There’s certainly a case to be made in favor of going off the grid after the sale. Annie’s—and maybe we’re reaching a little far here—always felt like it stood for something. Non-GMO. Organic. A cute little bunny. General Mills—not so much.

That explains much of the online backlash, with consumers writing on Twitter and Facebook things like: “They’ve sold their souls to the devil.” As the New York Times points out, even though Annie’s will be keeping its CEO (for at least the next year) and Berkeley headquarters, “the weight of General Mills is likely to be felt eventually.”

It all depends on how heavily that weight falls. For example, Annie’s has already said that it won’t be changing its non-GMO position. In its press release, the company spokesperson wrote, “Powerful consumer shifts toward products with simple, organic and natural ingredients from companies that share consumers' core values show no signs of letting up.”

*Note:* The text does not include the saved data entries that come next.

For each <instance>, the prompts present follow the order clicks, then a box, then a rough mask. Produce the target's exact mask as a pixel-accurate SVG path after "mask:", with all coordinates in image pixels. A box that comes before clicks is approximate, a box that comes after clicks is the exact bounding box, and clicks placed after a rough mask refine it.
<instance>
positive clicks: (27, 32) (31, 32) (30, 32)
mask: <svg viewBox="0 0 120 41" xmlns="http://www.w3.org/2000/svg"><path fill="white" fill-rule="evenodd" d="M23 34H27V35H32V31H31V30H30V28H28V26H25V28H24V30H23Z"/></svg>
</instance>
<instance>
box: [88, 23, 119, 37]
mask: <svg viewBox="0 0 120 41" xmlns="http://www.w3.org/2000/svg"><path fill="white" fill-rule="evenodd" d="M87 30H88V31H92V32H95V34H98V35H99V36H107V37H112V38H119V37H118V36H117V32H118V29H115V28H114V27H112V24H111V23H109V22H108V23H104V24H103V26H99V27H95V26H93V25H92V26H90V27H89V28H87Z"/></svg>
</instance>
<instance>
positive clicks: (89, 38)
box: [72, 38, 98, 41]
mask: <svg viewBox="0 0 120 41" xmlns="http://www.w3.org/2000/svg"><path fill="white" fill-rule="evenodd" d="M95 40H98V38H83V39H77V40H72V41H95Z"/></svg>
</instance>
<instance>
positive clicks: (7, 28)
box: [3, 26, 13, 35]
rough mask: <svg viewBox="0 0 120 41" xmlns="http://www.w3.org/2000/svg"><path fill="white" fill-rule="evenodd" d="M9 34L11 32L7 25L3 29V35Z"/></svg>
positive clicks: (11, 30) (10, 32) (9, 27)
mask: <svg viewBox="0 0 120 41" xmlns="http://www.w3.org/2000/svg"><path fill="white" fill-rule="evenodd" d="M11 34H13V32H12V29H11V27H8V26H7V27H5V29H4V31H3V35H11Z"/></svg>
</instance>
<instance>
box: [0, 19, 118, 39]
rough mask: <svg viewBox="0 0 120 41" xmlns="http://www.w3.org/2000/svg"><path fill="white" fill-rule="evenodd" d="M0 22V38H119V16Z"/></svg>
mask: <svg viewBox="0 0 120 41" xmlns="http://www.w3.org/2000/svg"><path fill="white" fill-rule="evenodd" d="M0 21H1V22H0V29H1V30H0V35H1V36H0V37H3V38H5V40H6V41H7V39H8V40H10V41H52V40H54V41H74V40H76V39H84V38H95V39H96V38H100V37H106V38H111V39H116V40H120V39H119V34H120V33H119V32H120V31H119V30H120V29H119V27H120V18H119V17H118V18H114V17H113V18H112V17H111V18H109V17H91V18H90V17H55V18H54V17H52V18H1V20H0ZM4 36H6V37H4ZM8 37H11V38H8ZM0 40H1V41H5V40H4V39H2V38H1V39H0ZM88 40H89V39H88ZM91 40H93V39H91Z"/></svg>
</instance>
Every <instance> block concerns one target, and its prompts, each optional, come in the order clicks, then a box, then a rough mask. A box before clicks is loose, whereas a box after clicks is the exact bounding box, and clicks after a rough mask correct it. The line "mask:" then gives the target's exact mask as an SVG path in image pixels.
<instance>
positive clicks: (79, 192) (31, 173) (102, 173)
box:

If that’s true, buying Annie’s would be a way to signal to General Mills that you’d rather buy something halfway decent instead of Green Giant’s Sugar-Blasted Industrial Vat Grown Frozen Peas. It wouldn’t make much sense for General Mills to vacuum up Annie’s only to turn it away from what consumers value it for. That would no more sense than Green Day leaving Lookout! for  a major label and making a rock opera.

After all, the Annie’s is hardly the first time that a faceless mega-corporation hid itself behind some hippie front group. Ben and Jerry’s is owned by Unilever, a Dutch conglomerate. Burt’s Bees just rents Burt’s face and name on behalf of Clorox. Tom’s of Maine? Try Colgate-Palmolive. We hate to have to tell you this, but Brooklyn Without Limits is owned by Haliburton. None of those may be perfect of purists, but they let you have your crunchy granola and shop and Trader Joe’s too. For now, we’re going to put Annie’s in that camp.